Like several cases we have seen over the years, North Carolina resident Felicia Gibson was arrested for video recording a traffic stop from her front yard.
Salisbury Police Sgt. Mark Hunter even went as far as chasing Gibson inside her home where he arrested her for resisting arrest.
And when Gibson took the case to trial, Judge Beth Dixon further pissed on the Constitution by convicting her.
The story struck such a nerve with me that I launched an online drive to derail her re-election campaign in 2010, which included several blog posts, localized online ads as well as a Facebook page that still ranks in the top three when you Google “Judge Beth Dixon.”
The PINAC Wrath was so strong that she was forced to delete her campaign Facebook page as I wrote back then:
An onslaught of criticism on that page, much of it from Photography is Not a Crime readers, forced her to delete the page entirely on Tuesday.
At first she tried to keep up with the comments by deleting them every few hours.
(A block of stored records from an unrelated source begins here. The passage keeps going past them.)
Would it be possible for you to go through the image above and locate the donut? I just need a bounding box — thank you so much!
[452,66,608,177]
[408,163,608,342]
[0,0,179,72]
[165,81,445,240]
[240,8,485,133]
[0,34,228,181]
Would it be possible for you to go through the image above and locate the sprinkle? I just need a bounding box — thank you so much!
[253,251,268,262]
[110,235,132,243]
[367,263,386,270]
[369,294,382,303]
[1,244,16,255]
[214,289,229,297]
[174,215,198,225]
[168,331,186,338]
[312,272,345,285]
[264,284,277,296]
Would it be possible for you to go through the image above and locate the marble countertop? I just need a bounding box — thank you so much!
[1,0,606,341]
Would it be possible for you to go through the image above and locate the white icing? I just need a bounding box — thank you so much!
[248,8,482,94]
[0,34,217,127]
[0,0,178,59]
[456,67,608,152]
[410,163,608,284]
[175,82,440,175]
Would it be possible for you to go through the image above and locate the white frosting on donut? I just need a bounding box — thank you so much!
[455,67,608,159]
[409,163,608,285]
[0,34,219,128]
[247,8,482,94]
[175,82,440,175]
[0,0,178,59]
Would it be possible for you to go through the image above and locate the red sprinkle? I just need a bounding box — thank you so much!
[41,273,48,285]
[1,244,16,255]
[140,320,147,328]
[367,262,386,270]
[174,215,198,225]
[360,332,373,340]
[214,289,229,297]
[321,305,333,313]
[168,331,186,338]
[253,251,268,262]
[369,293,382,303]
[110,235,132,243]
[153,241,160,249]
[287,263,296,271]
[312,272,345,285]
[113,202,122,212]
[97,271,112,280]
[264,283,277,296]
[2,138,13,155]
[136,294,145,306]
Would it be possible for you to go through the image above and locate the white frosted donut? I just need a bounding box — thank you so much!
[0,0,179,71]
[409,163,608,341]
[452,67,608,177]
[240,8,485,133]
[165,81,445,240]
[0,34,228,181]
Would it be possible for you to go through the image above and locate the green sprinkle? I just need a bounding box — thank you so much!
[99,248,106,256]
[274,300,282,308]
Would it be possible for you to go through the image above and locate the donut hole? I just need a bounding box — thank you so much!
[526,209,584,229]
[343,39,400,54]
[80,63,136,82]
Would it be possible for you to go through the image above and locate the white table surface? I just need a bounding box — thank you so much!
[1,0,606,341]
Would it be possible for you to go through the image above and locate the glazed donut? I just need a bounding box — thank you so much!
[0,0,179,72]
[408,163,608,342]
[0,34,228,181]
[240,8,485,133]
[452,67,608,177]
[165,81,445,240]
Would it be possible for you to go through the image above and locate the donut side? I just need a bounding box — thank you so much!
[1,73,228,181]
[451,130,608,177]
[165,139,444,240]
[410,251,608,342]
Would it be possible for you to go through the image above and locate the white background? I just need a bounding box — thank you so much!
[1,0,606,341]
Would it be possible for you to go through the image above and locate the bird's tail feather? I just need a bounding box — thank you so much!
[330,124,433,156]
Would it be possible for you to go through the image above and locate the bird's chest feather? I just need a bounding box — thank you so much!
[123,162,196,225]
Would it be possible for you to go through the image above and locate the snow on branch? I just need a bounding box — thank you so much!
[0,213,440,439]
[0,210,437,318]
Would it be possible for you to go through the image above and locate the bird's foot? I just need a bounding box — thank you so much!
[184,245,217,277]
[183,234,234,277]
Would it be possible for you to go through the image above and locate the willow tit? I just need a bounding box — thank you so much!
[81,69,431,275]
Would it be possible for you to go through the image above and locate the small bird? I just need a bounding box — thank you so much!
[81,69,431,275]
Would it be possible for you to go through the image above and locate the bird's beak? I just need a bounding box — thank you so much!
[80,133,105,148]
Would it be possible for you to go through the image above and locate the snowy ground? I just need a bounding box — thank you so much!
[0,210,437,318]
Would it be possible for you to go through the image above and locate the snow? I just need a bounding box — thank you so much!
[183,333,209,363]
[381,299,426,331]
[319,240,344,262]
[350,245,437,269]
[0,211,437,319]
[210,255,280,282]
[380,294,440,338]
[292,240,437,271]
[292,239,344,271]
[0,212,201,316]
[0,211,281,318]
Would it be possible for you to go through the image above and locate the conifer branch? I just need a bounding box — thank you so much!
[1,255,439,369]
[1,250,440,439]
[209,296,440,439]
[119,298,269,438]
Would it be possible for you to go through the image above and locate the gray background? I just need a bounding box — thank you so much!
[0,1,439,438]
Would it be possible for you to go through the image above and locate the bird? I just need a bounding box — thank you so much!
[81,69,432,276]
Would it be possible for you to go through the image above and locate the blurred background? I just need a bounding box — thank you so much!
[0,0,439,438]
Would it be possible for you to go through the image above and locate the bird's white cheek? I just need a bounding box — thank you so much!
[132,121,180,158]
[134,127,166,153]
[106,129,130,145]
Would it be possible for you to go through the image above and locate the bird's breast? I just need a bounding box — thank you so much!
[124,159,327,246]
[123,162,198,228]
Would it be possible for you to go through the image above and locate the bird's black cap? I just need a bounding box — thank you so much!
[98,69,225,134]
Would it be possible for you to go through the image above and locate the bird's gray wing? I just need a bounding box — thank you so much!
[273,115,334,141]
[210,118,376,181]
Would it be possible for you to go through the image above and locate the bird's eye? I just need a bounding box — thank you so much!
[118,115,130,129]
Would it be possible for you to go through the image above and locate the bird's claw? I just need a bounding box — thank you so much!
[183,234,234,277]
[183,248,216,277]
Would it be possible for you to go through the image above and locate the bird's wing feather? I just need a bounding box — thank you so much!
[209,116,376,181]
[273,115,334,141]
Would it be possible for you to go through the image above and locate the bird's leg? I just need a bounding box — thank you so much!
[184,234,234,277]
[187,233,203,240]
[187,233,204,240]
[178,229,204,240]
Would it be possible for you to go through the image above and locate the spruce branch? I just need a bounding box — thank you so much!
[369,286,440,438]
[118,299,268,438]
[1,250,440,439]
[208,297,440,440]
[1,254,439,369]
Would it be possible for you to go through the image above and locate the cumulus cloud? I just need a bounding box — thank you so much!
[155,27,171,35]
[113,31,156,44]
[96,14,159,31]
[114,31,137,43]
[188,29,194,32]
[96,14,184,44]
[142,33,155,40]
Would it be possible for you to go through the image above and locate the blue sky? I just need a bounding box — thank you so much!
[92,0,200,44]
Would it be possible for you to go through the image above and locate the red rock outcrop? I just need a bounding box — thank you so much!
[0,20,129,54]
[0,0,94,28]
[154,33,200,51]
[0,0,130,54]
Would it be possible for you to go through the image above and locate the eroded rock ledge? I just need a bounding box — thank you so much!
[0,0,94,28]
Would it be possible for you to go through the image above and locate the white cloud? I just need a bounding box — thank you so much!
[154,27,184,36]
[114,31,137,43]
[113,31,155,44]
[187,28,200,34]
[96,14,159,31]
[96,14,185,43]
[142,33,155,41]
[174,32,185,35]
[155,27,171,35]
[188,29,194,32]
Then she tried to disable comments to her wall.
But that still allowed comments on her previous posts.
Finally, she just deleted the page altogether – exactly 24 hours after I launched the Defeat Beth Dixon on Rowan County District Court Judge Facebook page – and 11 days after she convicted Felicia Gibson for resisting arrest.
My efforts failed as Dixon was reelected anyway.
Story continues below... really.
But late last year, Gibson redeemed herself by winning a $25,000 settlement after she had her conviction reversed upon appeal.
The story was reported last month in the Salisbury Post:
Rowan District Court Judge Beth Dixon convicted Gibson of resisting an officer in 2010, saying she had interfered with Hunter’s ability to do his job. That conviction was erased in January in superior court.
“After a thorough review of the evidence and relevant case law and after considering the circumstances surrounding the civil settlement between the Salisbury Police Department and the Defendant, the State is dismissing this charge in the interests of justice,” a dismissal notice signed by prosecutor Seth Banks said.
The only unfortunate thing is that Dixon and Hunter are not forced to foot the costs of the settlement.